Militant Eroticism: The ART+Positive Archives 

Dr. Daniel Berger (Co-Editor | Militant Eroticism: The ART+Positive Archives, Collector, Founder of Iceberg Projects), Lola Flash (Artist, Art+Positive Member), and John Neff (Co-Editor | Militant Eroticism: The ART+Positive Archives, Lecturer | SAIC)

Lola Flash is an artist, activist and night club impresario. In conversation with Berger and Neff, Flash discussed her work with the ACT UP New York affinity group Art+Positive during the late 1980s and early 1990s. During that time, she participated in Art+Positive’s 1990 exhibition at Columbia University and the collective's show Army of Lovers at PS120 (alongside artists including Diamanda Galas, Nan Goldin, Ray Navarro, and David Wojnarowicz). Widely known as the organizer of New York's Clit Club, many will also recognize Flash as one of the lovers in Gran Fury's project Kissing Doesn’t Kill: Greed and Indifference Do. Dr. Dan Berger is Director of Iceberg Projects and a leading HIV physician in the United States. Berger recently curated David Wojnarowicz: Flesh of My Flesh at Iceberg Projects. John Neff is an artist, curator, educator and founding board member of Iceberg Projects. His work has been exhibited at venues including Artists Space, New York; the Museum of Contemporary Art Chicago; the Philadelphia Museum of Art; and the Renaissance Society at the University of Chicago. Berger and Neff are co-editors of Militant Eroticism: The Art+Positive Archives, published by Sternberg Press in December of 2017.  Followed by a book signing


The Underground Railroad Imaginary

Dawoud Bey (Artist | Stephen Daiter Gallery, Rena Bransten Gallery), Leigh Raiford (Associate Professor, Department of African American Studies, University of California, Berkeley), Steven Nelson (Professor, African and African American Art, UCLA Department of Art History). Moderated by Michelle Grabner (Artist | James Cohan, Professor, Painting and Drawing | SAIC, Curator | FRONT International). 

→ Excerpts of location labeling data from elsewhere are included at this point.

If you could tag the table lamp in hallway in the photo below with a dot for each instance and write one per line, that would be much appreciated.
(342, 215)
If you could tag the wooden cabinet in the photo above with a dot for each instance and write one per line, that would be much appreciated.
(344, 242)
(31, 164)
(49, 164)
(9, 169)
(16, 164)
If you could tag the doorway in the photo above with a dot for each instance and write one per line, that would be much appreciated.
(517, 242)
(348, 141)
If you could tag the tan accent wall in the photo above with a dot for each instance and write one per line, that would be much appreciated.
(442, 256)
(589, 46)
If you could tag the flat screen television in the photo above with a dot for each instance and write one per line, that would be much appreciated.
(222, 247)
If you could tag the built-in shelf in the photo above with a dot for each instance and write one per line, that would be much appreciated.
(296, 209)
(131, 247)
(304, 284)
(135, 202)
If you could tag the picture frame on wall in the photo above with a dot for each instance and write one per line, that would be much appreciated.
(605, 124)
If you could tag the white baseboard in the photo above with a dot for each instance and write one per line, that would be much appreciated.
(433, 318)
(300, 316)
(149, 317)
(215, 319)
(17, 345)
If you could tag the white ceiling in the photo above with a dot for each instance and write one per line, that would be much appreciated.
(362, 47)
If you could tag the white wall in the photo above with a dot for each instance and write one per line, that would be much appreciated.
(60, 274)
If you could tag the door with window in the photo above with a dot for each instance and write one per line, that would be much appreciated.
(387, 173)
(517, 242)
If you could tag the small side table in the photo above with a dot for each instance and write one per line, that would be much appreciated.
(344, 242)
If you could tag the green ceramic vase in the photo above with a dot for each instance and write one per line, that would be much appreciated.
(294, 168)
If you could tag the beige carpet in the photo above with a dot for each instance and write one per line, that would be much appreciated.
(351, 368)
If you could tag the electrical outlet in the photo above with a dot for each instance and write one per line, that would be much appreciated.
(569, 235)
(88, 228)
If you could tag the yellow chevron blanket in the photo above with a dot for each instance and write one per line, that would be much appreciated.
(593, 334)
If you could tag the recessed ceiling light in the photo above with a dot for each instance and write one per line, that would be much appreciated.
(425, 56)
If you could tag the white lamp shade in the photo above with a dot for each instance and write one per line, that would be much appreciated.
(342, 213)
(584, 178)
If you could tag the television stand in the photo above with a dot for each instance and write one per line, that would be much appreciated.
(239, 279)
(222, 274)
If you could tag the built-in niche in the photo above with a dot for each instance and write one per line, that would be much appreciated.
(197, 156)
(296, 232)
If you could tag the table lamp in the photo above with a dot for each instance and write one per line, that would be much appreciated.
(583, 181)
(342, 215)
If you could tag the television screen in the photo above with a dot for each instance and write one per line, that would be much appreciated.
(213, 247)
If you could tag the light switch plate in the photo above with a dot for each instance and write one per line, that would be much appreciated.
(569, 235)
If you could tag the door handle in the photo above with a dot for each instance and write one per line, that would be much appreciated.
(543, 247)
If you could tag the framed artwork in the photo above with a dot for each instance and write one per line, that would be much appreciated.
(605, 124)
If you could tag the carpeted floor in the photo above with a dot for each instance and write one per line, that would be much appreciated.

This discussion was held on the occasion of the newest commissioned work of 2017 MacArthur Fellow Dawoud Bey, entitled Night Coming Tenderly, Black, on view as part of FRONT International, the Cleveland Triennial for Contemporary Art. Installed in St. John's Episcopal Church, a stop on the Underground Railroad in the nineteenth century, Bey’s recent series of photographs evoke the imagined experience of escaped slaves—moving northward through Cleveland and the surrounding area to Lake Erie, before boarding boats bound for Canada. Through brooding photographic prints, Bey seeks to reconstruct the experience of moving through a strange city and landscape under cover of night. In conversation with scholars Leigh Raiford and Steven Nelson, and moderated by Curator of FRONT International Michelle Grabner, this discussion expanded on the artist's continued interest in the ways in which history can be engaged, invoked, and materialized in the contemporary moment in relation to African American history and experience. Presented in partnership FRONT International and Observer. Followed by a book signing.